Sergeï Loznitsa nas galerias do Pompidou

Sergeï Loznitsa nas galerias do Pompidou

Rodrigo Fonseca

02 de janeiro de 2020 | 12h45

O diretor bielorrusso Sergeï Loznitsa em foto no Festival de Marrakech – @Rodrigo Fonseca/ Divulgação

Rodrigo Fonseca
Prestes a filmar uma nova ficção, de novo centrada nos bastidores soviéticos da II Guerra Mundial (assunto de seu aclamado “Na Neblina”), o diretor bielorrusso Sergeï Loznitsa tem um compromisso com a França agendado de 8 de janeiro a 8 de março: ele vai a Paris, falar sobre sua obra no Centre Pompidou. Na próxima quarta, o espaço dedicado à arte contemporânea vai promover uma exposição dos filmes (e das ideias) do realizador eslavo, conectando-se a seu trabalho documental e a seus longas de ficção. A retrospectiva faz parte do circuito de promoção internacional de seu trabalho mais recente, “State Funeral”, lançado no Festival de Veneza.

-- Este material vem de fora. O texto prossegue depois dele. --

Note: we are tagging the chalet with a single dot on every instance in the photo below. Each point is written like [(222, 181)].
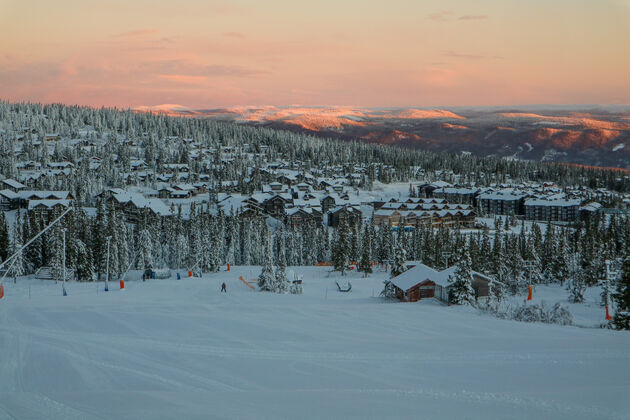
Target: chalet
[(328, 202), (8, 199), (60, 165), (52, 137), (13, 185), (275, 205), (506, 201), (138, 165), (457, 194), (176, 167), (424, 212), (133, 205), (29, 165), (299, 216), (45, 208), (589, 210), (351, 214), (554, 209), (422, 281)]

Dono de uma verve documental autoralíssima (sobretudo em seu uso de imagens de arquivo), marcada por estudos sobre a paisagem e a população russa, com filmes como “Vida, Outono” (1998), “Estação de trem” (2000), e “Retrato” (2002), Loznitsa revisita, nesse longa, imagens do enterro de Stalin, em 1953 – a maioria delas desconhecida.
“Existe uma encenação espetaculosa por trás desse ritual fúnebre que me permite abrir um debate sobre mitificação como estratégia política para perenizar líderes”, disse Loznitsa ao P de Pop no Festival de Marrakech, no Marrocos, onde antecipou detalhes de seu novo longa: “Babijar”. “Nele, vou recriar, usando imagens documentais, um episódio antissemita da URSS que levou dezenas de judeus à morte, em paralelo à Segunda Guerra”.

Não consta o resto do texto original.